A rede Native Scientists, que apoia o empoderamento de comunidades imigrantes através da ciência. A sua missão é criar impacto social em áreas STEM (do inglês Science, Technology, Engineering and Maths) explorando e promovendo a diversidade cultural e linguística. Nesta rede colaboram investigadores portugueses com visitas a centros educativos, fomentando uma visão internacional da ciência, a integração nas sociedades e celebrando o multilinguismo.
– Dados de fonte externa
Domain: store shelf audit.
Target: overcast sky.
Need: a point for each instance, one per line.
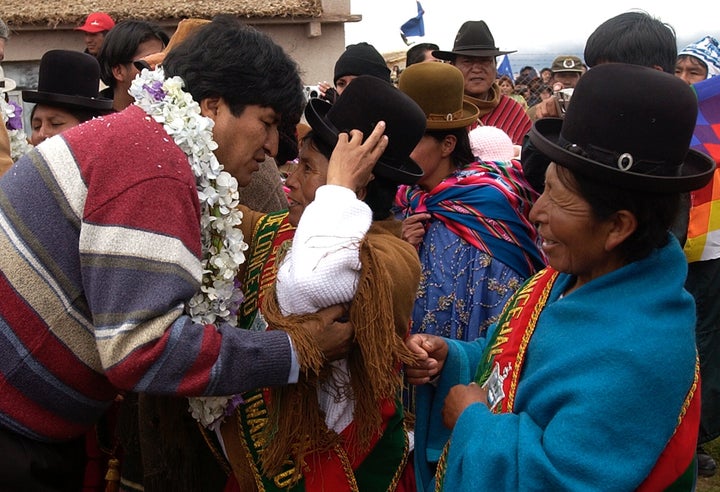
(526, 26)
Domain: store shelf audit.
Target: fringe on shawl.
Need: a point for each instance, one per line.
(296, 425)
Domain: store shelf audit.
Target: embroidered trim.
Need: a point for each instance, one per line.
(223, 245)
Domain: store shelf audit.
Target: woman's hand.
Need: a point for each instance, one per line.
(323, 87)
(352, 160)
(413, 228)
(430, 354)
(458, 399)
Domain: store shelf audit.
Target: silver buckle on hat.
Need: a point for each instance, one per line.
(445, 117)
(625, 161)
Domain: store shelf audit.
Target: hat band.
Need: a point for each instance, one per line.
(446, 116)
(623, 161)
(476, 47)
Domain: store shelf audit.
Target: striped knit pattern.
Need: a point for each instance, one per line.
(99, 249)
(510, 117)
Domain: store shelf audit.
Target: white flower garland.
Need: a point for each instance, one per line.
(223, 244)
(19, 144)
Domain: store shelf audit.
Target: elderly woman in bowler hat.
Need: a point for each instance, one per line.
(67, 94)
(590, 378)
(474, 53)
(346, 250)
(455, 213)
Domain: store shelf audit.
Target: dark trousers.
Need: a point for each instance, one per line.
(28, 465)
(703, 282)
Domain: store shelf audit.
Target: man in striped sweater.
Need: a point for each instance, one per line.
(100, 249)
(474, 54)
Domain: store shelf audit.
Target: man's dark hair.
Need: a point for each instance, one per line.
(416, 53)
(462, 154)
(122, 42)
(240, 64)
(633, 37)
(655, 212)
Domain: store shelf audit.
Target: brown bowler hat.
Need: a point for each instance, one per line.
(438, 89)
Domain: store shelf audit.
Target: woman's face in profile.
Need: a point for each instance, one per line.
(309, 174)
(573, 240)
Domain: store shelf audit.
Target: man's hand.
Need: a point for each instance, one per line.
(335, 337)
(458, 399)
(352, 161)
(430, 353)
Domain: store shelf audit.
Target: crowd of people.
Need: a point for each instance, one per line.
(460, 280)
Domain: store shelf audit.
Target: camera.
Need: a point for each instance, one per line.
(563, 97)
(311, 91)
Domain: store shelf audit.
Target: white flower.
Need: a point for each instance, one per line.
(223, 244)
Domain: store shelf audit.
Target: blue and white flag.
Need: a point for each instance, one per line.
(504, 67)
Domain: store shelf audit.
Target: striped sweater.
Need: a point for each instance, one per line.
(99, 250)
(502, 112)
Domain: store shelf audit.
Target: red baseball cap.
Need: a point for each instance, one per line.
(97, 22)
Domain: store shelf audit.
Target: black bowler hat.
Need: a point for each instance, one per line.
(473, 39)
(364, 102)
(68, 79)
(628, 126)
(361, 59)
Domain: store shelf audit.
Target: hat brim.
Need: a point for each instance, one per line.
(404, 172)
(80, 102)
(470, 114)
(451, 55)
(695, 172)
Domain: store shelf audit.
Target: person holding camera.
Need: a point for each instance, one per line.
(566, 72)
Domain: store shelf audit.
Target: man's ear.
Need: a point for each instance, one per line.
(209, 107)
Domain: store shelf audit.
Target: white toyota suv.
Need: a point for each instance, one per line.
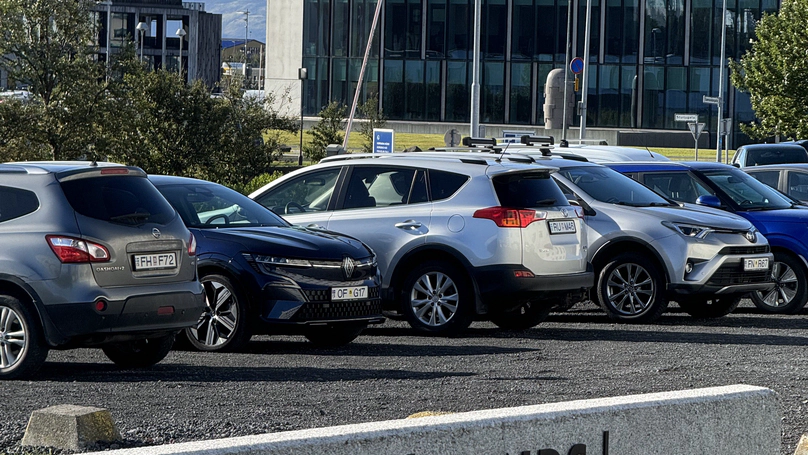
(458, 237)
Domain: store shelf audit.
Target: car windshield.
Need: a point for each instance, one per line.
(207, 205)
(746, 191)
(608, 185)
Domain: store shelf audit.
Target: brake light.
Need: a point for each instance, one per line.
(192, 246)
(114, 171)
(72, 250)
(507, 217)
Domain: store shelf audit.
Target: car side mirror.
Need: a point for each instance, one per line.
(709, 200)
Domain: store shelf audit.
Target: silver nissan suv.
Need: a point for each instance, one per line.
(457, 237)
(91, 255)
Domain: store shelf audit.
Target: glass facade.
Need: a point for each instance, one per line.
(649, 59)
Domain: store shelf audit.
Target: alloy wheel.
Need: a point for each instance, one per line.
(785, 286)
(12, 337)
(630, 289)
(434, 298)
(217, 324)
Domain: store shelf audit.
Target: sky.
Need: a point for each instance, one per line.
(233, 24)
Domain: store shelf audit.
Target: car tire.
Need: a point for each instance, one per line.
(525, 316)
(631, 289)
(711, 307)
(139, 353)
(223, 326)
(790, 291)
(334, 335)
(22, 345)
(437, 299)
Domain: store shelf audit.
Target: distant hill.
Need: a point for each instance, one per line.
(233, 21)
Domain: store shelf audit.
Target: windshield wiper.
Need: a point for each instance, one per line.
(132, 217)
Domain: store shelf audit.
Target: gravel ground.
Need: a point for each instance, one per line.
(283, 383)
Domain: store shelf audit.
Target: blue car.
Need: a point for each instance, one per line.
(780, 219)
(264, 276)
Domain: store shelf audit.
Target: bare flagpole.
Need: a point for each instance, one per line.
(362, 74)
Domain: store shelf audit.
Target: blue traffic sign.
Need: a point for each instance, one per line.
(577, 65)
(383, 141)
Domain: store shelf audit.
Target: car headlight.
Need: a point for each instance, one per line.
(689, 230)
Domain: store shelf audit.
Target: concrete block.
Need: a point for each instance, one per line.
(727, 420)
(802, 446)
(70, 427)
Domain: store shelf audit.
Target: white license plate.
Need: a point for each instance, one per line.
(349, 293)
(155, 261)
(561, 227)
(755, 264)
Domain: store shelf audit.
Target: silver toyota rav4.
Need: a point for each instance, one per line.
(458, 237)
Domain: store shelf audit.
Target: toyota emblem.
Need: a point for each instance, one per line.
(348, 266)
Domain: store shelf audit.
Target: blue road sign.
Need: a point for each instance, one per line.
(383, 141)
(577, 65)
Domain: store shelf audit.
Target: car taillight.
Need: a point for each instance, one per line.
(71, 250)
(506, 217)
(192, 246)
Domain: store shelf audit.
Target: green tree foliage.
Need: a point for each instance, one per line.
(374, 119)
(328, 130)
(775, 73)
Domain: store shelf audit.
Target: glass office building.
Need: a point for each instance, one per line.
(649, 59)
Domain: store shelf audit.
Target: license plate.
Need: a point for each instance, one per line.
(755, 264)
(349, 293)
(155, 261)
(561, 227)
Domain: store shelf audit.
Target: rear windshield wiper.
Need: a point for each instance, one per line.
(132, 218)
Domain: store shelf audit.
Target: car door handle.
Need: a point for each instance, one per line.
(409, 224)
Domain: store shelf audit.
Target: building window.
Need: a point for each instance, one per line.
(520, 111)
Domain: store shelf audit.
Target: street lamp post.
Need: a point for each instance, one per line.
(302, 74)
(141, 27)
(181, 35)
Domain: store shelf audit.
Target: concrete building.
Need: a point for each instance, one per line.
(649, 59)
(160, 37)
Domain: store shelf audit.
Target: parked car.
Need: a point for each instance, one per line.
(781, 220)
(91, 255)
(265, 276)
(458, 237)
(791, 179)
(762, 154)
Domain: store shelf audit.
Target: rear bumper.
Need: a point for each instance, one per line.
(498, 286)
(146, 314)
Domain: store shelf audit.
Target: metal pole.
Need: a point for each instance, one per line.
(361, 75)
(475, 73)
(567, 69)
(720, 143)
(584, 91)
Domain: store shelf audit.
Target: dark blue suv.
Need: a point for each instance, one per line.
(779, 218)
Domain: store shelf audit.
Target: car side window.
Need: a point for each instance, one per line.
(307, 193)
(378, 186)
(15, 203)
(797, 185)
(444, 185)
(679, 186)
(771, 178)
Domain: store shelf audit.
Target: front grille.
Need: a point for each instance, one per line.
(752, 249)
(317, 311)
(733, 274)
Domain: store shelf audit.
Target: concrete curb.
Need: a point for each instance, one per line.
(726, 420)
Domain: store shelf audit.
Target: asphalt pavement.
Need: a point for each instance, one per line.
(284, 383)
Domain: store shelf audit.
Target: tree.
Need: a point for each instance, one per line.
(328, 130)
(775, 73)
(45, 45)
(374, 119)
Esta rede ainda não opera em território espanhol mas poderia ter um impacto elevado na comunidade galega na promoção da língua portuguesa e a investigação feita por portugueses na Galiza.

 

Reflexões finais

 

No cerne da promoção da cultura científica está o de situar a ciência num lugar destacado na sociedade e o envolvimento do público na mesma, construindo, na era do conhecimento, sociedades com um maior capital científico (um conceito desenvolvido recentemente por Archer a partir do conceito de capital cultural de Bourdieu) e por este motivo deve constituir uma forte aposta de qualquer plano de investimento no que respeita a criar riqueza cultural, social e económica.

 

Os laços históricos, culturais e linguísticos existentes entre a Galiza e (Norte de) Portugal fazem com a que a identificação, exploração e apoio à construção de iniciativas conjuntas de promoção de cultura científica tenha um elevado potencial para a integração de ambas regiões. E, agora que foram dados passos (praticamente em simultâneo) para um conhecimento crítico do panorama da promoção da cultura científica na Galiza e Portugal, talvez seja o momento de uma reflexão comum de forma a ter impacto no desenho do próximo PIC da Eurorregião GNP. A ciência une.

 

Joana Magalhães, cidade da Corunha, 21 de Janeiro de 2016

Joana Magalhães é investigadora na área da Engenharia de Tecidos no Grupo de Investigação em Reumatologia do Instituto de Investigación Biomédica de A Coruña (INIBIC). Além da carreira investigadora também trabalha na área da comunicação da ciência, tendo coordenado diferentes projectos com os media para a promoção da cultura científica em biomedicina e a visibilidade das mulheres na ciência. Co-directora de 2 séries televisivas "1 minuto de Biomedicina" e "De mayor quiero ser... científica" e da série radiofónica "Cápsulas de SoN".